Review by Jack Foley

FILM fans were given a taste of James Cameron’s groundbreaking new science-fiction epic Avatar on Friday (August 21, 2009) as a number of free preview screenings were held around the country.

Fifteen minutes of the futuristic fantasy were shown to cinema-goers lucky enough to get their hands on tickets, featuring several insights into how the film will look and its action and effects.

The footage, which uses motion-capture animation, CGI and live action, and will be shown in stereoscopic 3D, was introduced by Cameron himself and was all taken from the first half of the movie so that no major spoilers were revealed.

And the verdict was… mixed. Some admitted to being genuinely excited by the footage, but others were underwhelmed.

The footage opened with the film’s hero, a paralysed marine named Jake Sully (played by Terminator Salvation‘s Sam Worthington) arriving on the planet Pandora, which is inhabited by a humanoid race with its own language and culture. He is swiftly told that he and his fellow soldiers have a limited chance of survival.

Owing to the fact that humans cannot breathe the air on Pandora, they have to become avatars – hybrid creatures controlled via a mental link by a human operator.

We are then shown a sequence in which Sully meets a scientist, played by Aliens star Sigourney Weaver, who places him in a cocoon and begins his transformation into a Na’vi, a 10ft tall, blue-skinned creature with deer-like ears and a long, curling tail.

Sully is so excited by his new form that he swiftly breaks out of the science lab against the advice of his doctors. But then he is no longer paralysed in Na’vi form.

Thereafter, the remaining scenes showed Sully coming face-to-face with a variety of hostile creatures, including a six-legged beast and a hammer-headed, rhino-like dinosaur.

He also encounters a female Na’vi warrior, voiced by Star Trek‘s Zoe Saldana, and – in the final sequence – battles a winged, dragon-like pterodactyl that eventually allows him to board and fly him.

As with any preview footage, it’s hard to gauge a firm opinion. There are always questions and lingering doubts.

But Avatar certainly looks original, its 3D is impressive, and the look of Pandora is certainly unique.

Admittedly, the blue Na’vi creatures take a little getting used to, while some of the action sequences looked blurry once they picked up pace. And it remains to be seen whether Cameron can overcome one of the biggest problems posed any effects-heavy blockbuster – marrying spectacle with emotion.

There were times when the Avatar footage resembled an amazing computer game… but it was difficult to gauge whether the effects will get in the way of any genuine emotional engagement.

That said, there were more positives than negatives. And the final few seconds of snippets from the film suggest that Cameron is going to deliver spectacle on the grandest of scales (with several massive battle sequences particularly standing out).

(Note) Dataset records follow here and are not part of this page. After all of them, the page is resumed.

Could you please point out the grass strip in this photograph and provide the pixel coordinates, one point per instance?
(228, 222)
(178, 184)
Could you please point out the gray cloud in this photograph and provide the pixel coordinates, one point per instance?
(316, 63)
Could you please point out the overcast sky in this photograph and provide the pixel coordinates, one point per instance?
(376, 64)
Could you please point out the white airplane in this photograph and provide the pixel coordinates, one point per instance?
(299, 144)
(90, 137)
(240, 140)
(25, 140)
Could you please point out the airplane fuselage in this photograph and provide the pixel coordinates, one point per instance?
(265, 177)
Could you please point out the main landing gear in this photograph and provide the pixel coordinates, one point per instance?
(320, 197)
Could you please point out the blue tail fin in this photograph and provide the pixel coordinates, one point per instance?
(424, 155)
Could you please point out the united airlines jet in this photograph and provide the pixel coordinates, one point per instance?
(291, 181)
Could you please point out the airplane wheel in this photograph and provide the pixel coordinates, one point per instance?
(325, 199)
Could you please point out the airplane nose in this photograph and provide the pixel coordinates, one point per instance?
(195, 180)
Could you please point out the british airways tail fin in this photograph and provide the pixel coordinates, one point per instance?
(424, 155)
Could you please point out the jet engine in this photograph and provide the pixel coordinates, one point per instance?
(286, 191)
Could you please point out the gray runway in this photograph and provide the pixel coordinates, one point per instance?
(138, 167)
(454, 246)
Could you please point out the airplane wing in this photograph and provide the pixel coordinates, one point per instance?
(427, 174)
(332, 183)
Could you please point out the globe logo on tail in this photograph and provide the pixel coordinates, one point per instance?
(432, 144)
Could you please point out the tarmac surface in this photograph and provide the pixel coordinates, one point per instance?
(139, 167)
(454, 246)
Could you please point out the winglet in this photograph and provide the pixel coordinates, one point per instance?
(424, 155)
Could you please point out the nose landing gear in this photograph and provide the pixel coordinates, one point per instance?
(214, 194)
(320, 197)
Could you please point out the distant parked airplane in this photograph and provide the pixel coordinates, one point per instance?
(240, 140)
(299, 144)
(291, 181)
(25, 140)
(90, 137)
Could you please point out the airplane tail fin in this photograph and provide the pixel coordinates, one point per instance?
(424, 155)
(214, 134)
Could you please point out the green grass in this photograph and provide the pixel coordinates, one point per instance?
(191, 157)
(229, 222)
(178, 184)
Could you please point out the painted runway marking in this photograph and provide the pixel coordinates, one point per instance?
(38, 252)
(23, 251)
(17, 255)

Given the hype surrounding the movie, though, perhaps it’s better than we’ve been given a taster that doesn’t quite live up to expectation. Viewing the complete film may bring about a more realistic sense of what to expect when it finally opens in December.

And no matter which side of the debate your opinion ultimately rests (if you were lucky enough to see it), the footage did ensure that you’d be re-joining the queue for tickets to see Cameron’s vision in all its widescreen glory.

IndieLondon caught the footage at the BFI Imax on Friday, August 21, at 1.30pm.